Павел Алексеевич Игривый - Даль Владимир Иванович - Страница 6
- Предыдущая
- 6/20
- Следующая
– Ты меня заставляешь краснеть, – сказал скромно Шилохвостов, взглянув на друга своего, потупив глаза и подходя к ручке матери и сестры его.
– Очень рады, милости просим, очень благодарны за доброе расположение ваше к Карпуше, просим покорно… – сказала Анна Алексеевна.
Гонобобель облобызал гостя и, забывшись, чуть не ухватил его при этом также за уши – до того ему шутка эта полюбилась, и сказал:
– Вот мы всё думали, что Карпуша дурак, – прошу покорно, очень рад, – а он вот какого дорогого гостя привел – ха-ха-ха, очень рады! Ай да Карпуша!
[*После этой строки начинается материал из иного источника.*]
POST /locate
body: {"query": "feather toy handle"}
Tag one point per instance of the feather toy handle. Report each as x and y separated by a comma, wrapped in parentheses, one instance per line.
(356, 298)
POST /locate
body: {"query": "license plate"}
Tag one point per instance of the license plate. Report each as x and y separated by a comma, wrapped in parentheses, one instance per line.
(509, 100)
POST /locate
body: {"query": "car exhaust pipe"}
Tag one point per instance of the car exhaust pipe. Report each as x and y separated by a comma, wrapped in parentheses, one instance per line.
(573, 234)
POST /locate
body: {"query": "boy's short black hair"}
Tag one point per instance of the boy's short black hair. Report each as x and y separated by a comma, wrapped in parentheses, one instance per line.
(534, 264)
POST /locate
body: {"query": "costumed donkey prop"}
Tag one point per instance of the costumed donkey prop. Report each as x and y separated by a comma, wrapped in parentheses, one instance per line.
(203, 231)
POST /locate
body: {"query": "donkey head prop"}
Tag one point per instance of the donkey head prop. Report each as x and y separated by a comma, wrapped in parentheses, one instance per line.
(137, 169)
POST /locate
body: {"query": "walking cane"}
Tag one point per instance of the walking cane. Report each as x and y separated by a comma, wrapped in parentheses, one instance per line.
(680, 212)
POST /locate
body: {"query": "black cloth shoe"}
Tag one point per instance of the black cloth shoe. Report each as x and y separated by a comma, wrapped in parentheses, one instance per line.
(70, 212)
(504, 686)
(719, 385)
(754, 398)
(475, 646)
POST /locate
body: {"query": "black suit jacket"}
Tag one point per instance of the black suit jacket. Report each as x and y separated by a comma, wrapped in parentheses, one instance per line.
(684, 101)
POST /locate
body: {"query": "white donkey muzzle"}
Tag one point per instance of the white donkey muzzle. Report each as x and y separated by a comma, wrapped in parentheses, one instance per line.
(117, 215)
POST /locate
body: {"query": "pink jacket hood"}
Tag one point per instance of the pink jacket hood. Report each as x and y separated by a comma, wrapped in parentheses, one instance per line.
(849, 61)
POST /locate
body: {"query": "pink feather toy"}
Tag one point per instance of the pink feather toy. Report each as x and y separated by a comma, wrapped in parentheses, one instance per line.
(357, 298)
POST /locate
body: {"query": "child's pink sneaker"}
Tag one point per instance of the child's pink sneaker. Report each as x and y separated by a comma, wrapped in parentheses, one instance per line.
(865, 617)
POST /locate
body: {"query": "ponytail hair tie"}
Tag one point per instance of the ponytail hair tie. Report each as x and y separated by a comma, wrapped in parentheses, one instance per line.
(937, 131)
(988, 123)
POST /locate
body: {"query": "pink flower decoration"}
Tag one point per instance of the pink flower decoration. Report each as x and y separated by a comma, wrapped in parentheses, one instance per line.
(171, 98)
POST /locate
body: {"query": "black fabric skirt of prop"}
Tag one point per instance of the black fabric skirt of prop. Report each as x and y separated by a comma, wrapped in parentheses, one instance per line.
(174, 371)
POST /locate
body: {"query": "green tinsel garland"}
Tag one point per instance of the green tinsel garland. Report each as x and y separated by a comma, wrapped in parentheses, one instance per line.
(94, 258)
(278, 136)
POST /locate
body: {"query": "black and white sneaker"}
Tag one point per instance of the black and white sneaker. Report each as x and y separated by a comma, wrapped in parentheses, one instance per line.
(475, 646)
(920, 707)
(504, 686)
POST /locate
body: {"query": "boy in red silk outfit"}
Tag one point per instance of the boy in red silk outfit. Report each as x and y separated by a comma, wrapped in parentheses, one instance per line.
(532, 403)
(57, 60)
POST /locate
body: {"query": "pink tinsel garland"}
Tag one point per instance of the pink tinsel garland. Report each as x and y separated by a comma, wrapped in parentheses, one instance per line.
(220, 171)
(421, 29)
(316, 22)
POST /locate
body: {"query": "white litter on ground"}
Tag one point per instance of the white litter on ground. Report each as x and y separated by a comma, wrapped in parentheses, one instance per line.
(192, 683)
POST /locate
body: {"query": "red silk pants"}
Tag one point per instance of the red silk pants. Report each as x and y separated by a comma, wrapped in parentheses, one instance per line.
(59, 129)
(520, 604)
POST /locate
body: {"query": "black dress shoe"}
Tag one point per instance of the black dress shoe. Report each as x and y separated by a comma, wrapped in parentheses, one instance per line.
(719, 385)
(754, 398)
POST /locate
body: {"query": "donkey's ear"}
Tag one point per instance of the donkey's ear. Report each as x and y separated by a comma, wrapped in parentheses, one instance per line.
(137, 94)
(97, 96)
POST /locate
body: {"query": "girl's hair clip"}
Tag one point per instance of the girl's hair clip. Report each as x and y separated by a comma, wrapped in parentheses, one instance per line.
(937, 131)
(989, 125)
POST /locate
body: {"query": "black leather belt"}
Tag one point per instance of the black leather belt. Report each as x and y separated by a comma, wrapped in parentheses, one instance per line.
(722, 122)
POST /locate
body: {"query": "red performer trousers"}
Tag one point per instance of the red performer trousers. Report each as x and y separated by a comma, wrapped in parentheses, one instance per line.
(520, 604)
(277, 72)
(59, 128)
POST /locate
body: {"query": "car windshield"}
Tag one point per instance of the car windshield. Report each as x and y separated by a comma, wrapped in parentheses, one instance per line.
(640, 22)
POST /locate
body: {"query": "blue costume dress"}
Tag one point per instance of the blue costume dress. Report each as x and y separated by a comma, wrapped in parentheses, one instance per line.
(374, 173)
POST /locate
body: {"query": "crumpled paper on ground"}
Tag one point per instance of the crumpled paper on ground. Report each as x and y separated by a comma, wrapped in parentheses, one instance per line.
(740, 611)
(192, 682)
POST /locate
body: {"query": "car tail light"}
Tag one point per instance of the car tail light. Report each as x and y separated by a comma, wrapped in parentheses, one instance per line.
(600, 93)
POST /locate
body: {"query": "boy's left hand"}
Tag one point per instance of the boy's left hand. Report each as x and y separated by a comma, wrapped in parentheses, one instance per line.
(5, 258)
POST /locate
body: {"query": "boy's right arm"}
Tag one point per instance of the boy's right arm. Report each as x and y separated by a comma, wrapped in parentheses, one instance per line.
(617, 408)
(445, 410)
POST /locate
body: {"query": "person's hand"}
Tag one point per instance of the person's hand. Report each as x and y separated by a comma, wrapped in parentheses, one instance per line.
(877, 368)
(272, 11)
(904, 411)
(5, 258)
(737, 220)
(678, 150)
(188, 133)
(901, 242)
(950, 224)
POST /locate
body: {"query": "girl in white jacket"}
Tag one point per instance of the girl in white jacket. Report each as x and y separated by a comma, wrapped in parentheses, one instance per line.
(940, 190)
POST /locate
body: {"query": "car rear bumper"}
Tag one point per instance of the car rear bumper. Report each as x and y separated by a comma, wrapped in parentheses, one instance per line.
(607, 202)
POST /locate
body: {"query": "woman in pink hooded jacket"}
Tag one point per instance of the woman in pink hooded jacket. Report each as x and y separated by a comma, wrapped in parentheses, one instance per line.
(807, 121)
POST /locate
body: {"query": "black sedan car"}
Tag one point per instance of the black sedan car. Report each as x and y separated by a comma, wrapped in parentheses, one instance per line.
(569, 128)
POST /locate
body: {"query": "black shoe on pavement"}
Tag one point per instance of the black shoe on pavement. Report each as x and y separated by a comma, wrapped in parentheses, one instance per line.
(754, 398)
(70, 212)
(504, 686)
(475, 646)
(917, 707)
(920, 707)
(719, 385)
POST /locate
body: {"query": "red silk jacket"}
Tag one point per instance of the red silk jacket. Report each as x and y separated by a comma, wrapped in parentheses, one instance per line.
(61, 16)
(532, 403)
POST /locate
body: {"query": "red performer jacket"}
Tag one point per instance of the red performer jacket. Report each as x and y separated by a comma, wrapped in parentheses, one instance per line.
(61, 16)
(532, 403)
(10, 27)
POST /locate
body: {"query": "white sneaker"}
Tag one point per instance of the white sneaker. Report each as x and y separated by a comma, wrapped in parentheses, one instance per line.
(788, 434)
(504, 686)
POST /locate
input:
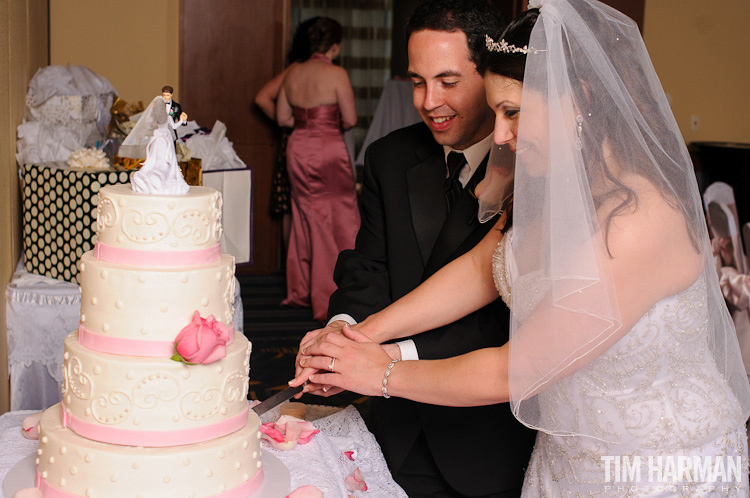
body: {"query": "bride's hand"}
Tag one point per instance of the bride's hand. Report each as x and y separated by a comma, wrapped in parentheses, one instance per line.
(359, 363)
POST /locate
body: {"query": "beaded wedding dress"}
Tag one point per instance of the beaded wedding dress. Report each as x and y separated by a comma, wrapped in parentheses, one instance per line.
(661, 393)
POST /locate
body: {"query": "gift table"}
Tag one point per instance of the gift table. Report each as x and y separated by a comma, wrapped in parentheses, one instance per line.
(320, 462)
(40, 312)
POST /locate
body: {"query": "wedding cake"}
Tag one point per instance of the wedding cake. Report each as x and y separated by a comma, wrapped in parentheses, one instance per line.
(155, 380)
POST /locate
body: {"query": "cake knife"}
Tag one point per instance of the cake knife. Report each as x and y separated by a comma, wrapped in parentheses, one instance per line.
(277, 399)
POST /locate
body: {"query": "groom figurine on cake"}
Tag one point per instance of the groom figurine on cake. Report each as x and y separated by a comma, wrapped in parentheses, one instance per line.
(174, 110)
(418, 214)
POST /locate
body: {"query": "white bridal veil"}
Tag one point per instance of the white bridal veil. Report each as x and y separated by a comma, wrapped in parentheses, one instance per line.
(590, 90)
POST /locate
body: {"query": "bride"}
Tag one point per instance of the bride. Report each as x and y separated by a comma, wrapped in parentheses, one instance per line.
(160, 172)
(622, 353)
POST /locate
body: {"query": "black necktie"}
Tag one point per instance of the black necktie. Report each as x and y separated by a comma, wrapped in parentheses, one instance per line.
(455, 161)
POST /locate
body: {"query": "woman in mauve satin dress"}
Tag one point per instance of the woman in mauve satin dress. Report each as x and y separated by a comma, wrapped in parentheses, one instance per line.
(317, 99)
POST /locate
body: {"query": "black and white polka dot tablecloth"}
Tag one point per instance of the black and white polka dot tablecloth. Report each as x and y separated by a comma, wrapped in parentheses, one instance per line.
(59, 216)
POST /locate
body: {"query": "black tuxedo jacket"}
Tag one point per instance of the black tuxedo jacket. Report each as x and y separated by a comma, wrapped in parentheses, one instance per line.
(406, 235)
(174, 112)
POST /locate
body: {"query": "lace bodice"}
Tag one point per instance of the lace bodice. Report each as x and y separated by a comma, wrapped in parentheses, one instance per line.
(656, 391)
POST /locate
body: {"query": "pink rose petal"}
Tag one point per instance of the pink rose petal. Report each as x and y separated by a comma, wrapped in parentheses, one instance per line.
(306, 492)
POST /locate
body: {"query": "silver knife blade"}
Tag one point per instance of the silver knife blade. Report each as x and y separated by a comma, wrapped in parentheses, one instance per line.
(276, 399)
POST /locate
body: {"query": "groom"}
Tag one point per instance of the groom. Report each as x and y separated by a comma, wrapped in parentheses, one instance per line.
(416, 218)
(174, 110)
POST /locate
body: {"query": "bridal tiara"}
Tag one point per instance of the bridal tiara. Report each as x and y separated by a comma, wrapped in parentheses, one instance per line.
(505, 47)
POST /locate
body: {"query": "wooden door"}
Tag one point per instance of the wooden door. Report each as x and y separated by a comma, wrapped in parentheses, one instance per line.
(228, 50)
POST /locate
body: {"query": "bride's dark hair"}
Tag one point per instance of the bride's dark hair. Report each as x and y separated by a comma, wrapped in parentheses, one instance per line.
(590, 98)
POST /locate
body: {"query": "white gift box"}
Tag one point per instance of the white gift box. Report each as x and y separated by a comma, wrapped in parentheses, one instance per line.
(235, 186)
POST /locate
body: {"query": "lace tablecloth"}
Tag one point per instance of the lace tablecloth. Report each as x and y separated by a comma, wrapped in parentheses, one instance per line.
(319, 463)
(41, 311)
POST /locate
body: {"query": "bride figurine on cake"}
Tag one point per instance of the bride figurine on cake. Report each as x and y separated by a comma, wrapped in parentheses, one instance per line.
(152, 137)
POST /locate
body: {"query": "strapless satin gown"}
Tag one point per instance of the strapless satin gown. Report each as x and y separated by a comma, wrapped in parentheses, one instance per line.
(325, 216)
(659, 392)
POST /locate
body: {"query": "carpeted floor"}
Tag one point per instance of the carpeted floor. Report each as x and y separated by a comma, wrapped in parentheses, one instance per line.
(275, 332)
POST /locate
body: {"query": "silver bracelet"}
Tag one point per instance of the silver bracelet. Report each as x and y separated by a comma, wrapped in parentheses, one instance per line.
(385, 378)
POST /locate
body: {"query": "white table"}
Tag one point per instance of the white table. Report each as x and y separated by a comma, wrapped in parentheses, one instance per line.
(41, 311)
(319, 463)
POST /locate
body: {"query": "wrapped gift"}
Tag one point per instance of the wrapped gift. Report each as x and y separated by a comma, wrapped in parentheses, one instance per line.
(235, 186)
(59, 215)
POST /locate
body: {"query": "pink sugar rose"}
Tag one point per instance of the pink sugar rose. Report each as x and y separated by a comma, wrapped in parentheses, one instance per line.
(306, 492)
(285, 433)
(203, 341)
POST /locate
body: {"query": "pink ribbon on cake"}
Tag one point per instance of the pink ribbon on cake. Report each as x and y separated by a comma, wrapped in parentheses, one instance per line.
(153, 439)
(156, 259)
(242, 491)
(131, 347)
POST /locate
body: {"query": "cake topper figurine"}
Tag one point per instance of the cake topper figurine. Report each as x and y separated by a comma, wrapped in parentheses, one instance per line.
(153, 138)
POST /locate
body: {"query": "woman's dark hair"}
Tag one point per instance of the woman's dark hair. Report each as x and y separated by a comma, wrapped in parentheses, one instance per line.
(591, 97)
(299, 51)
(473, 17)
(323, 33)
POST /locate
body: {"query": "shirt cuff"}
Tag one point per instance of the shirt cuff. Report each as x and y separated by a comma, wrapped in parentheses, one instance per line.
(408, 350)
(342, 317)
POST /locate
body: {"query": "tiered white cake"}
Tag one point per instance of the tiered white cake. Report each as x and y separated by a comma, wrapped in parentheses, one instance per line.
(134, 422)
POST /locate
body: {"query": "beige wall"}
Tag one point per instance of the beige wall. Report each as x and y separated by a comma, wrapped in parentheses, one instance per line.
(701, 52)
(23, 49)
(133, 43)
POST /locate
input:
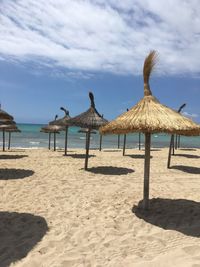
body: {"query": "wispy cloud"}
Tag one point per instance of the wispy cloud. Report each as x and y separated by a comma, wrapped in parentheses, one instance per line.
(102, 35)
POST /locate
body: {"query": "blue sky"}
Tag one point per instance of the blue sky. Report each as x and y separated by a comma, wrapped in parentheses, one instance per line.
(52, 53)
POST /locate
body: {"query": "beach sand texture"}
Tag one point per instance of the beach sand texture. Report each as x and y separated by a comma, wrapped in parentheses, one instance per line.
(55, 214)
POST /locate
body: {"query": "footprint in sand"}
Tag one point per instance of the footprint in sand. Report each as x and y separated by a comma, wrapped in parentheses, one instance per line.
(192, 251)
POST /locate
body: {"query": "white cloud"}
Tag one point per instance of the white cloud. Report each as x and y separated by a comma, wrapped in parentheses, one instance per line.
(102, 35)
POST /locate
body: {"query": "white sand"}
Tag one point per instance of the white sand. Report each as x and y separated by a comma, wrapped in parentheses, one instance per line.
(59, 215)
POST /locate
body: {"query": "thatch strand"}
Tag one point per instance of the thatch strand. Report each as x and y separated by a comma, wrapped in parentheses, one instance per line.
(90, 118)
(149, 64)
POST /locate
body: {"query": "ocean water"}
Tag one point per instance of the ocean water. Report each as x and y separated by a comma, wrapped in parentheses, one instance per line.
(31, 137)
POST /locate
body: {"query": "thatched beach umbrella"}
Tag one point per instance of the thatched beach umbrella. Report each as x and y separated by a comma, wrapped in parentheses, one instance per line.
(100, 139)
(4, 115)
(124, 144)
(90, 119)
(86, 130)
(6, 125)
(64, 123)
(150, 116)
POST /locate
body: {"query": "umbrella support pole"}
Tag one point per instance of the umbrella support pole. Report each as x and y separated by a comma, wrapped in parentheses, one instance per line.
(171, 146)
(9, 139)
(179, 140)
(139, 141)
(49, 141)
(87, 148)
(3, 139)
(118, 145)
(124, 145)
(176, 141)
(146, 171)
(54, 141)
(100, 142)
(66, 134)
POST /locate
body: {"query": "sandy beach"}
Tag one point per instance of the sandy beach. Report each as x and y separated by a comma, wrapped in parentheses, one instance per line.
(55, 214)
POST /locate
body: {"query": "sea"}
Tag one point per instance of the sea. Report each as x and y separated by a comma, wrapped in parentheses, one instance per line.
(31, 137)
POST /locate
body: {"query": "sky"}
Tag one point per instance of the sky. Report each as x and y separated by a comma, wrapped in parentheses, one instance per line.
(52, 53)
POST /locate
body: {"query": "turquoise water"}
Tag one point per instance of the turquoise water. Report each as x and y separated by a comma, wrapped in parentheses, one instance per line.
(31, 137)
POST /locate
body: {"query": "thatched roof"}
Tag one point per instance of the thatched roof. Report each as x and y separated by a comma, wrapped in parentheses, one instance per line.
(86, 130)
(90, 118)
(5, 115)
(149, 115)
(63, 121)
(51, 129)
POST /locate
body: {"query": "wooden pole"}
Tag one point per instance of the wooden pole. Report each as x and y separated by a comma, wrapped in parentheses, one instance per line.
(124, 145)
(66, 134)
(118, 141)
(54, 141)
(179, 140)
(170, 151)
(146, 171)
(9, 139)
(100, 142)
(3, 139)
(139, 141)
(49, 141)
(176, 141)
(172, 145)
(87, 148)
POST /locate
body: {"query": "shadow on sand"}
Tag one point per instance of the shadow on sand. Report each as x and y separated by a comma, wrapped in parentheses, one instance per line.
(20, 232)
(181, 215)
(111, 150)
(79, 156)
(187, 156)
(187, 149)
(188, 169)
(137, 156)
(110, 170)
(9, 174)
(12, 156)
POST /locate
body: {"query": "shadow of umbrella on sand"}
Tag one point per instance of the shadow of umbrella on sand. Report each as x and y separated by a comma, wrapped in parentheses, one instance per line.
(14, 129)
(90, 119)
(150, 116)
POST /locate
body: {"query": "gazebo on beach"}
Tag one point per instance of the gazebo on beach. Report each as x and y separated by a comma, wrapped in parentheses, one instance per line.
(90, 119)
(150, 116)
(63, 122)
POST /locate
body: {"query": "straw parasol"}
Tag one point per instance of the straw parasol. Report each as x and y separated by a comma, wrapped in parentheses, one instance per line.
(150, 116)
(4, 115)
(52, 129)
(64, 123)
(6, 124)
(100, 138)
(124, 144)
(90, 119)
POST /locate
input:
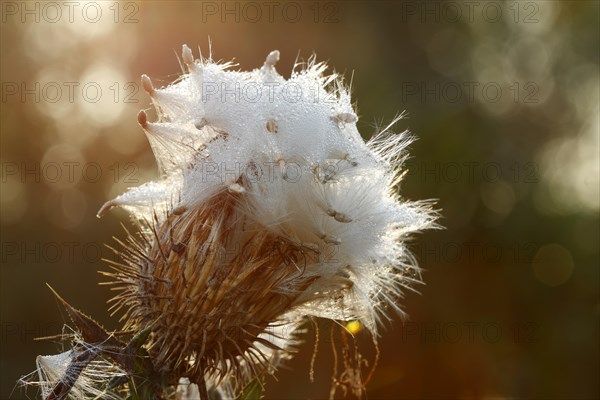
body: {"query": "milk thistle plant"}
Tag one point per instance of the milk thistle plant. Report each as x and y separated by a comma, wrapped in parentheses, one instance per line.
(270, 211)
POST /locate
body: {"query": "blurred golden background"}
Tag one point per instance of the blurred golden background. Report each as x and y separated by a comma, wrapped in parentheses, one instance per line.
(503, 97)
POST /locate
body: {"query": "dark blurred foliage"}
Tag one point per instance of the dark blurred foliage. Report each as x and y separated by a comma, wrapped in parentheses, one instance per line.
(502, 96)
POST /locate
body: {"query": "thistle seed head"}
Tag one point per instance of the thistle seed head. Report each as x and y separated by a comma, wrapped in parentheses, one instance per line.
(271, 208)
Ободренный этим, Карпуша обратился к своему приятелю и сказал:
– Вот, братец, видишь, тебе все рады. Сделай милость, будь как дома.
Гостям отвели комнату, поставили снова самовар, посылали спрашивать, не хотят ли пообедать или так чего-нибудь поесть: ягод со сливками, огурцов с медом, простокваши, варенца, творогу; подали сметаны со ржаным хлебом – некогда любимое кушанье Карпуши, и не знали, чем бы угостить Шилохвостова, который не брал в рот молочного и даже чай пил по-китайски, без сливок.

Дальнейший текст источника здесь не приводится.